Orage, s. m. (Poésie.) grosse pluie, ordinairement de peu de durée, mais accompagnée d’un vent impétueux, & quelquefois de grêle, d’éclairs, & de tonnerre. Le lecteur sera peut-être bien-aise de se délasser à lire ici la description que fait M. Thompson d’un orage d’automne dans les îles britanniques : c’est un tableau plein de poésie & de sentimens d’humanité.

« Le sud brûlant s’arme d’un souffle puissant qui détruit les travaux de l’année. A peine voit-on d’abord la pointe des arbres trembler, un murmure tranquille se glisse au long des moissons qui s’inclinent doucement ; mais la tempête croît, s’éleve ; l’atmosphere s’ébranle & se remplit d’une humidité pénétrante, invisible, & immense, qui se précipite avec impétuosité sur la terre. Les forêts agitées jettent au loin des nuées de feuilles bruyantes. Les montagnes voisines battues de l’orage, poussent la tempête brisée, & la renvoient en torrens dans le vallon. La plaine fertile flotte en ondes, découverte & exposée à la plus grande fureur du vent. La mer de la moisson ne peut éviter le coup qui la menace, quoiqu’elle plie à l’orage, elle est arrachée & enlevée dans l’air, ou réduite en chaume inutile par l’ébranlement qui la détruit.

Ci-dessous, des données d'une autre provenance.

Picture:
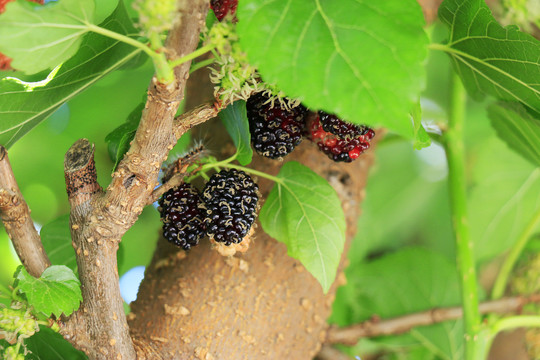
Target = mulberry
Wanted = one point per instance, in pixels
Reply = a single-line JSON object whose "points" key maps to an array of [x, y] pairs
{"points": [[274, 132], [223, 7], [182, 213], [345, 142], [231, 199]]}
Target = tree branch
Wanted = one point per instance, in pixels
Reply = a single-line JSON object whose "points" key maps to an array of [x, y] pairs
{"points": [[376, 327], [329, 353], [99, 219], [17, 221]]}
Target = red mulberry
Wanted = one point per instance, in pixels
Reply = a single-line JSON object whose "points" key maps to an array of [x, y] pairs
{"points": [[274, 132]]}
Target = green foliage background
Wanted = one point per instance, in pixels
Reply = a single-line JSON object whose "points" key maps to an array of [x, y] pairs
{"points": [[405, 228]]}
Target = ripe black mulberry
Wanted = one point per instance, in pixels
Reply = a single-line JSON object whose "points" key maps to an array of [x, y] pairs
{"points": [[275, 132], [231, 199], [182, 213], [223, 7]]}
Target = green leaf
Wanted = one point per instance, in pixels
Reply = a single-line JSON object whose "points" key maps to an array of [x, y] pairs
{"points": [[410, 280], [24, 105], [518, 128], [360, 60], [490, 59], [56, 239], [47, 344], [505, 195], [41, 37], [234, 118], [292, 214], [57, 291], [119, 139]]}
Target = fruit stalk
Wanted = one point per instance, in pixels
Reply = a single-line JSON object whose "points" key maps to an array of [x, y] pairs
{"points": [[455, 154]]}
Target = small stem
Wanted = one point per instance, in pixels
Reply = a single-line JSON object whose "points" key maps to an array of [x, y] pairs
{"points": [[164, 72], [174, 63], [201, 64], [255, 172], [123, 38], [511, 259], [516, 322], [5, 290], [227, 164], [455, 153], [440, 47]]}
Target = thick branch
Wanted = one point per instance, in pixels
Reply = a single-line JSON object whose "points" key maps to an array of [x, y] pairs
{"points": [[100, 219], [99, 328], [376, 327], [194, 117], [17, 221]]}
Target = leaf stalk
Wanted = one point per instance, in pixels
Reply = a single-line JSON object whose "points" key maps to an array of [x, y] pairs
{"points": [[455, 154]]}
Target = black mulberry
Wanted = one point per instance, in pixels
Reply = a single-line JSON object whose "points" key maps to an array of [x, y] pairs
{"points": [[274, 132], [231, 199], [343, 129], [223, 7], [182, 213]]}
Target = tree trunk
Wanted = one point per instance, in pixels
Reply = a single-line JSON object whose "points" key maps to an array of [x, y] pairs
{"points": [[262, 304]]}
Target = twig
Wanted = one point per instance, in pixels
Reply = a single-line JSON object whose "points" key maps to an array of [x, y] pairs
{"points": [[175, 180], [17, 221], [466, 266], [375, 327], [329, 353], [194, 117]]}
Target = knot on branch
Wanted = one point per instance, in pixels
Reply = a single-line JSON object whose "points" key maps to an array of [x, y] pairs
{"points": [[80, 172]]}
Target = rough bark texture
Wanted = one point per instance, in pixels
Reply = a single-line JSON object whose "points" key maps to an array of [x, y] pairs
{"points": [[17, 221], [259, 305], [99, 219]]}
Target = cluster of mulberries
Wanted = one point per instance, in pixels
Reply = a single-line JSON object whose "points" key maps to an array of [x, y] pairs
{"points": [[340, 140], [223, 7], [225, 212], [183, 214], [276, 131], [231, 198]]}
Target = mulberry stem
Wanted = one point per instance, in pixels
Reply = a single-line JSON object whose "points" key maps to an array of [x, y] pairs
{"points": [[455, 154]]}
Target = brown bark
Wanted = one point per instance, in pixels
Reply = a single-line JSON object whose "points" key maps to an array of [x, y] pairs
{"points": [[99, 219], [376, 327], [17, 221], [259, 305]]}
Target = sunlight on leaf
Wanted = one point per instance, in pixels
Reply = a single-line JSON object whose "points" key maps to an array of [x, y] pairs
{"points": [[337, 57], [292, 214]]}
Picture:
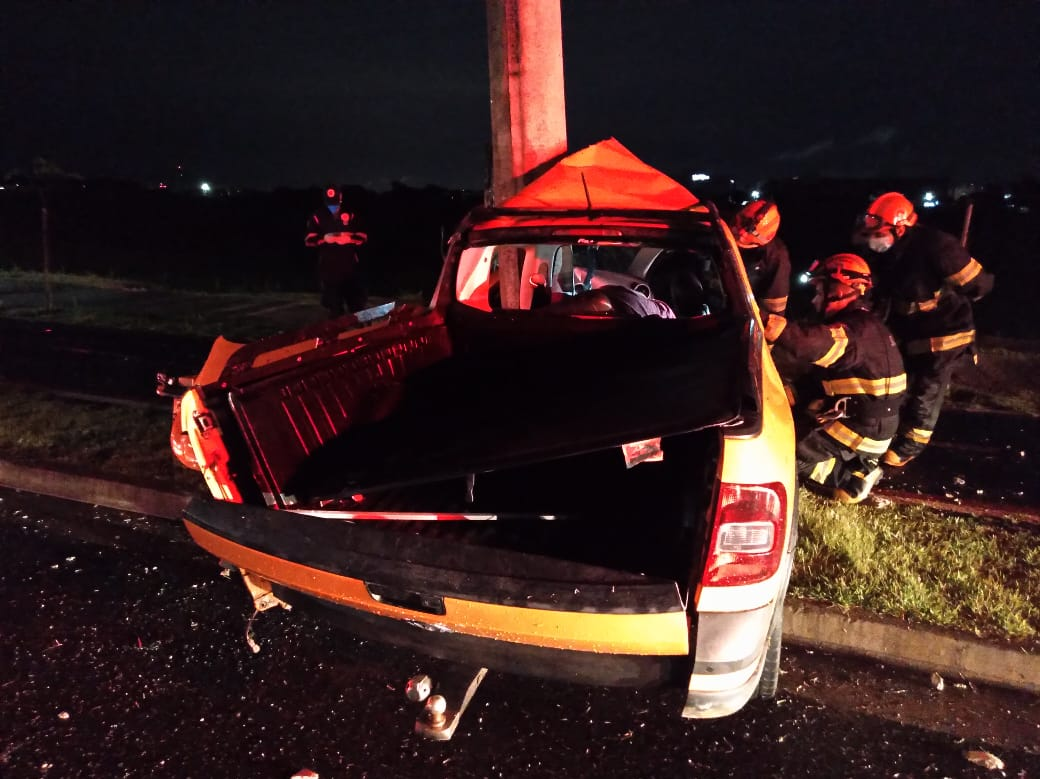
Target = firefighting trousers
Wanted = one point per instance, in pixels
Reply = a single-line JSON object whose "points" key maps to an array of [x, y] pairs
{"points": [[929, 377], [824, 461]]}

» Quelquefois l’horison noircit, fond & descend en fleuve précipité, tandis que la tempête semble se reproduire. L’obscurité s’augmente, le déluge s’accroît, les champs noyés de toutes parts, perdent leurs fruits couchés sous l’inondation. Tout-à-coup des ruisseaux sans nombre se précipitent tumultueusement, rougis, jaunis ou blanchis, par la terre des collines qu’ils entraînent ; la riviere s’enfle & quitte ses bords. Les brebis, la moisson, les cabanes roulent ensemble emportées par la cruelle vague. Tout ce que les vents ont épargné, céde à ce dernier effort, qui ruine en un instant les plus hautes espérances, & dissipe les trésors mérités, fruits de l’année laborieuse.

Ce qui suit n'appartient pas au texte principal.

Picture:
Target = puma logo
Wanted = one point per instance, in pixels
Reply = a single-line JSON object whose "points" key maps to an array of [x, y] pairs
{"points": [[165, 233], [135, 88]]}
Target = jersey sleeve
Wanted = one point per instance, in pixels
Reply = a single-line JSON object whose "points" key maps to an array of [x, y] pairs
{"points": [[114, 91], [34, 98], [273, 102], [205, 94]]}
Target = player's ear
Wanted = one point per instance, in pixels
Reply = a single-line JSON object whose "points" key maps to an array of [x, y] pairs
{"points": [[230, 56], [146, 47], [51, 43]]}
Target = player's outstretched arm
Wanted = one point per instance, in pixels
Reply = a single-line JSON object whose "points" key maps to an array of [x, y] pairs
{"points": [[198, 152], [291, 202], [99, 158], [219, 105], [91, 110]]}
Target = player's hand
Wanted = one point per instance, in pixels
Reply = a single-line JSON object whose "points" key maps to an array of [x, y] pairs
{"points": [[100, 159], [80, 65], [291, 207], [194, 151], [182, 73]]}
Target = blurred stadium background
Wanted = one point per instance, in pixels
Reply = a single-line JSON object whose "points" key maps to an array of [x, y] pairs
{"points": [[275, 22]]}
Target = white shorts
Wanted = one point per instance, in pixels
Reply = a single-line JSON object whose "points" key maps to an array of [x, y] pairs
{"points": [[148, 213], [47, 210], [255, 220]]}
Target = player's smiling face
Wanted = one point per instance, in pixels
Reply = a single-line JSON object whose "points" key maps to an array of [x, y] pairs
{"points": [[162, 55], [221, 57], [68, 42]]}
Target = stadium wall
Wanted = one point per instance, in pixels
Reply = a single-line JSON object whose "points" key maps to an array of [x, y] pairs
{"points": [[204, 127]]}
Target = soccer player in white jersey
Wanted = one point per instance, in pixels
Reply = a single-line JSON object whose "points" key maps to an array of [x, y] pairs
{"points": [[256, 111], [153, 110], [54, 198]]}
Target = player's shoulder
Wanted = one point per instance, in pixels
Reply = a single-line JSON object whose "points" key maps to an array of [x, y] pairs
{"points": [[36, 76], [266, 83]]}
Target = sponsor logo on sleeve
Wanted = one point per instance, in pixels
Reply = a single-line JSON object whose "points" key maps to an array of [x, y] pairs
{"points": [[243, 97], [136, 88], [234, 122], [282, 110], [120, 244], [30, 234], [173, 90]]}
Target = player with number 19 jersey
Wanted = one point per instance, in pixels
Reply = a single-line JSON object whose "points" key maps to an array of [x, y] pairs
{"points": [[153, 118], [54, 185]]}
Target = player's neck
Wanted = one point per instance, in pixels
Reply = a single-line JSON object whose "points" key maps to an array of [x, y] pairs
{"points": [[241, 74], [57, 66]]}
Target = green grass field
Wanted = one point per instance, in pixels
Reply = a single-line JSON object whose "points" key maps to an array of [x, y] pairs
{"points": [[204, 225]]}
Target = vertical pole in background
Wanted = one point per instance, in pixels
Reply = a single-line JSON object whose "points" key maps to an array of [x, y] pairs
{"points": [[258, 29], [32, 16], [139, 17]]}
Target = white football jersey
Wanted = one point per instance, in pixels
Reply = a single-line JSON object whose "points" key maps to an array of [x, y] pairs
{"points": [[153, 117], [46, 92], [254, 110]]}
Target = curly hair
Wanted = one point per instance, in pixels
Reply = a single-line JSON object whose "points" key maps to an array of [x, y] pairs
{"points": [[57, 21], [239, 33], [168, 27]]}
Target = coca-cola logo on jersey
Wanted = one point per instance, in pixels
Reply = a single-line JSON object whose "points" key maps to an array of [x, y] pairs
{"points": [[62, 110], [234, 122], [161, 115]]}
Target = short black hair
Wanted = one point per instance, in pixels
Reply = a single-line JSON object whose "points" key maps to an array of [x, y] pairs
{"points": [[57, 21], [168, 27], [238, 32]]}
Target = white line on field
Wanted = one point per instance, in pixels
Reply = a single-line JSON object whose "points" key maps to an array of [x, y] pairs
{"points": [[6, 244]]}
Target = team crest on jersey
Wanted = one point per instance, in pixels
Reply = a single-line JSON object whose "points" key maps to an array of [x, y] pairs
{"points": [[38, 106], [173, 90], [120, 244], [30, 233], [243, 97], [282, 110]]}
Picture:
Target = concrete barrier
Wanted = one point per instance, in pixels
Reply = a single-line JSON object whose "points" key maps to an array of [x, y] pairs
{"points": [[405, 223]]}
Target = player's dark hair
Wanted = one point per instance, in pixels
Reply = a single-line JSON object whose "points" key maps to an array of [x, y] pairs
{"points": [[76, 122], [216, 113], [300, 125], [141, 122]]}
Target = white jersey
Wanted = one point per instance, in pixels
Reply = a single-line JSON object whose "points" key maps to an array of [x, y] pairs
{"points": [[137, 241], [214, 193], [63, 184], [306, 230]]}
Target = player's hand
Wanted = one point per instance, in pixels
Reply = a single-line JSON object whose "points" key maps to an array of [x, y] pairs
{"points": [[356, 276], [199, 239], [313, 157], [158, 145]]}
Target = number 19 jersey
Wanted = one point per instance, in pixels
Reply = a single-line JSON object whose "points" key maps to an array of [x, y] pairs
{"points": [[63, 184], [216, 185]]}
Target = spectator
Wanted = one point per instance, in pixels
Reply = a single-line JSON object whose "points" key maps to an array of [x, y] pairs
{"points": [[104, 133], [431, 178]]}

» Le laboureur sans secours fuit sur les hauteurs, considere le malheureux naufrage de tout son bien, ses troupeaux noyés, & tous ses travaux dispersés. Les besoins de l’hiver s’offrent en ce cruel moment à la pensée tremblante : il frémit, il croit entendre les cris de ses chers enfans affamés.

» Vous maîtres accourez, consolez-le, séchez ses larmes, & ne soyez alors occupés que de soutenir la main rude & laborieuse, qui vous procurera l’aisance dans laquelle vous vivez : donnez du moins des vêtemens grossiers à ceux dont le travail a fourni la chaleur & la parure de vos habits : veillez encore au soin de cette pauvre table, qui a couvert la vôtre de luxe & d’abondance : soyez compatissans enfin, & gardez-vous d’exiger ce que les vents orageux & les affreuses pluies viennent de moissonner sans retour ». (D. J.)

ORAGEUX, adj. (Gram.) qui menace d’orage, qui y est sujet. On dit un tems orageux, dans le premier sens ; & une mer orageuse, dans le second.

ORAIRE, s. m. orarium, terme de Liturgie ; c’est le nom qu’on a autrefois donné à cette partie des vêtemens sacrés des prêtres & des diacres, que nous appellons aujourd’hui étole : on mettoit l’oraire sur la tunique ou dalmatique ; mais les Bollandistes remarquent que ce mot n’a pas toujours la même signification ; qu’il se prend quelquefois pour rochet ou

  1. Il n’y a pas d’année où la grêle ne ravage la moitié, quelquefois les trois quarts des diocêses de Rieux, Comminges, Couserans, Auch & Lombez, sans compter que les endroits épargnés rendent beaucoup moins, parce que le propriétaire découragé néglige la culture de son champ, & souvent le laisse en friche n’ayant pas de quoi semer ; il y a même certains quartiers dans ces différens diocèses qui sont grélés régulierement toutes les années, souvent deux, trois, jusqu’à quatre fois dans la même année ; ce fait est certain, & l’auteur ne le sait que trop.